= Yuma Sammang =

Ancestor goddess of the Limbu community of Nepal

Yuma Sammang is the goddess of the Limbu community of Nepal. The deity Yuma Sammang (literally: "Mother Earth" or "Grandmother"), also known as Ningwaphuma, is widely revered and regularly worshiped among Yakthungs (Limbus). Yakthungs generally regard Yuma as a maternal figure. The Yuma Samyo or Yuma religion was very popular during the Yet Hang and Thibong Yakthung (Ten Yakthung) ages.

The Yakthung community is predominantly an oral culture. The body of its oral tradition is called Mundhum. Mundhum is a collection of diverse oral narratives addressing topics such as the creation of the universe, human beings, animals, and plants along with many other elements. The Yakthung culture includes Mundhum performers, such as Phedangma, Yeba, Yema, Shamba, Samma, and Tutu-Tumyahangs.

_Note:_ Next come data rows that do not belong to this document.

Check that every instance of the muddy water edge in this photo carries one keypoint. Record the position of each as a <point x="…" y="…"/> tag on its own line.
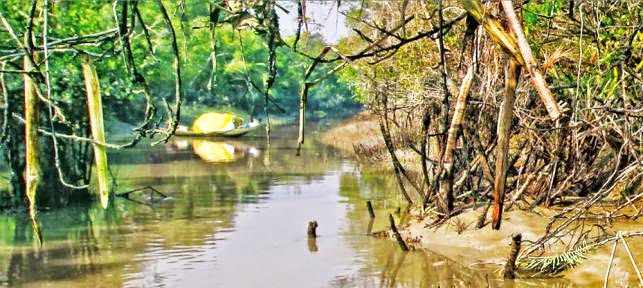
<point x="236" y="216"/>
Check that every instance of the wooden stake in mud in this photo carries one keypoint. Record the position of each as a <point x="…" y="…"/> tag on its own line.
<point x="397" y="235"/>
<point x="483" y="216"/>
<point x="369" y="206"/>
<point x="312" y="236"/>
<point x="512" y="73"/>
<point x="312" y="228"/>
<point x="510" y="266"/>
<point x="32" y="166"/>
<point x="95" y="107"/>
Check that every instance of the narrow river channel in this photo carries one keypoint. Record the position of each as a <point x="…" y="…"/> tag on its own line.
<point x="236" y="216"/>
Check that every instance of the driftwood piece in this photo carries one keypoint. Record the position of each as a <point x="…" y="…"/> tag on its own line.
<point x="397" y="235"/>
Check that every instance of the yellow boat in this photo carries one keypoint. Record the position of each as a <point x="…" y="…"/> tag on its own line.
<point x="219" y="124"/>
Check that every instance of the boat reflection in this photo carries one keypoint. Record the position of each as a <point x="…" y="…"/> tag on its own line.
<point x="223" y="151"/>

Despite Western cultural colonization and the influence of Hinduism, Buddhism, and Christianity, Yakthungs have preserved their culture via their Mundhums. However, many Yakthungs participating in mainstream politics, bureaucracy, and academic institutions have shown a tendency to ignore their Yakthung customary practices, Mundhums, language, and religion — Yuma Samyo. New Yakthung generations have been campaigning for the restoration of their culture, language, identity, Mundhum, and religion since 2018.